Common retirement accounts
- 401(k): This is a company-sponsored retirement account to which employees can contribute and employers may choose to match. With the traditional 401(k), contributions are pre-tax, reducing taxable income and pushing tax into the future when it is withdrawn. Roth 401(k) contributions are made with after-tax income, so future withdrawals are tax-free.
- 403(b): Similar to the 401(k), the 403(b) is for employees of certain governments and tax-exempt organizations. Many 403(b) do not include employer-matching contributions.
- 457(b): Again, this is similar to the 401(k) but for employees of state and local governments and some non-profits. 457(b) plans rarely include employer-matching contributions.
- Traditional IRA: These contributions are made only by the employee and are not deducted from the paycheck. Like the traditional 401(k), contributions are in pre-tax dollars, lowering the taxable income for that year, and postponing taxes on the contribution until withdrawal.

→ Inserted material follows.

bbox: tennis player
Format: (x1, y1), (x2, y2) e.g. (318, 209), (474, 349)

- Roth IRA: Like the traditional IRA, having nothing to do with the employers, contributions to a Roth IRA are not deductible, so taxes are paid in the year they are earned, with future withdrawals tax-free.
- SEP IRA: Simplified Employee Pension (SEP) IRAs are set up and funded by the employer for the employee. The employer gets tax benefits for SEP IRAs. This is also a good option for the self-employed.
- SIMPLE IRA: Savings Incentive Match Plan for Employees (SIMPLE) is similar to 401(k) but is more beneficial for small businesses and the self-employed.
- 501(c)3: This is a category for some nonprofit tax-exempt organizations, such as charitable organizations, churches and religious organizations, and private foundations. Donations made to a 501(c)3 are tax deductible.
- 501(c)4: This category usually refers to civic leagues and local employee associations whose net earnings fund charity and education work. These organizations are usually tax-exempt, but contributions to them usually are not.
Sole proprietorship: A self-employed individual who has complete managerial control and is personally liable for the financial obligations of the company.
Partnership: Two or more people share profits or losses of the business and all are personally liable for financial obligations, but losses can be listed on personal income tax filings.
Corporation: A legal entity created to conduct business, separate from its founders, which is responsible for the financial liabilities and accrues profits and losses.
S Corporation: Similar to the corporation in structure, the Subchapter (S) Corporation allows income and losses to pass through to individual tax returns, much like a partnership.
LLC: A hybrid of partnership and corporation, the LLC owners are shielded from personal liability but profits and losses are passed through to the owners’ personal finances.
This overview of the most common terms your clients may hear should help them understand you better when you guide them through the best options for their particular financial situation and their taxes.